Nigel, I agree that a P10 is a very fine piece of equipment and I too like some quid of shine - as can be guessed from my current system. My dealer has one and it retails for over €5500: I guess the right point to start from is deciding how much I agree to spend for LP replay. You began with a P1 and ended up with a P10, so I suppose that the upper you go, the more you agree to ameliorate. As of today, my idea of a budget could be around €2500. Not enough for a new P10 let alone a Sondek, but maybe on the 2nd hand market.

frenchrooster,

thanks but I’d prefer to move to a new player rather than boosting the ‘cheap’ one I have.

1 Like

Richard,

not only that, but I suspect - and I tell this to you as a lover of tape machines - that in some cases older equipment in the recording studio could have been responsible for record meowing. I remember when my friends and I used to record our own songs (in younger days): when the left-hand reel was almost empty and the right-hand one was full, rotation was uncertain. Something like it must have happened in at least two éclatant cases - Mama’s and Papa’s Monday, Monday, which suffers from such a pitch oscillation near the end to make me almost unsure of the key, and The Beatles’ While my guitar gently weeps, which no turntable on earth can cure of a last minutes’ meow.

1 Like

Once you get past a certain level of power supply stability (let’s say, a Lingo on an LP12, or a TT-PSU on a Rega) the errors in pressings start to dominate pitch accuracy. What I mean is that no TT is going to make an ever so slightly off-center record play with correct pitch.

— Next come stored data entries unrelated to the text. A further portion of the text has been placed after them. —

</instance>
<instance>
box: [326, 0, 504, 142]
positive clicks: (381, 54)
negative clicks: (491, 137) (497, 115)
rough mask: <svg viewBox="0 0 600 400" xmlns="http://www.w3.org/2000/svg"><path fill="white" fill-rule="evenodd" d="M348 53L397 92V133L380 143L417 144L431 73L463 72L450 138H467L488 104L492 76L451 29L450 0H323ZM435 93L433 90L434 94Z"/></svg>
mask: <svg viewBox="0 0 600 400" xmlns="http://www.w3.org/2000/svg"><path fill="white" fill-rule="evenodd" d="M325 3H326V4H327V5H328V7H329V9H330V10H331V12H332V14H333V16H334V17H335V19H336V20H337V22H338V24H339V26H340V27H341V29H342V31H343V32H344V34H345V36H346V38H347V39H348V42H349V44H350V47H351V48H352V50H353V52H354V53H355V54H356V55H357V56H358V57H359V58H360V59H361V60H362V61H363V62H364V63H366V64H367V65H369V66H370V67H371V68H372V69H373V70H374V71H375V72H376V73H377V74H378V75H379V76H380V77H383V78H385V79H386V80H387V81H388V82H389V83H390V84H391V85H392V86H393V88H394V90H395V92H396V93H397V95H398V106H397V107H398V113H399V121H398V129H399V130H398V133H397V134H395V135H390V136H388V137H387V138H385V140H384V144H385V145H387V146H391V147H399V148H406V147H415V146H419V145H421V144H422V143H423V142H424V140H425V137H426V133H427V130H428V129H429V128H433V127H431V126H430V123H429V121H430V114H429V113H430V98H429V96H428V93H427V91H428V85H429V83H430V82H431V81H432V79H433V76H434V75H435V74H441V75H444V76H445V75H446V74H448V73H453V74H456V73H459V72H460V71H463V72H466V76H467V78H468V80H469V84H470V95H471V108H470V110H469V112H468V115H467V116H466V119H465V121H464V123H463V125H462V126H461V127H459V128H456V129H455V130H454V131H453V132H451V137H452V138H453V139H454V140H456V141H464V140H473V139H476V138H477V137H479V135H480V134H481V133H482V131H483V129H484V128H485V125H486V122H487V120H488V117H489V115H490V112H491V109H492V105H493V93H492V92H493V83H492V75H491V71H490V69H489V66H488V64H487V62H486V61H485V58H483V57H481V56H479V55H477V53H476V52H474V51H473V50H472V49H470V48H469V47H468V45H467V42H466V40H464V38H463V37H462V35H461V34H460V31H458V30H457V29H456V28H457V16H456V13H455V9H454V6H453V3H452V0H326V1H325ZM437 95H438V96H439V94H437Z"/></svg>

Piano and violin, with their long sustained notes, make this very, very apparent. It is hard to find a record that is actually perfect, including some very good pressings, so do consider you may never quite get to what you can get with digital on this dimension, in those applications.

I still prefer vinyl, but I’m willing to ream out the center hole to find the arrangement that will get to most pitch stability, and even then have learned to live with some degree of imperfection.

I agree, and that is probably the reason why I am hesitating before spending serious money for a TT - much as I wish to have vinyl replay in my system.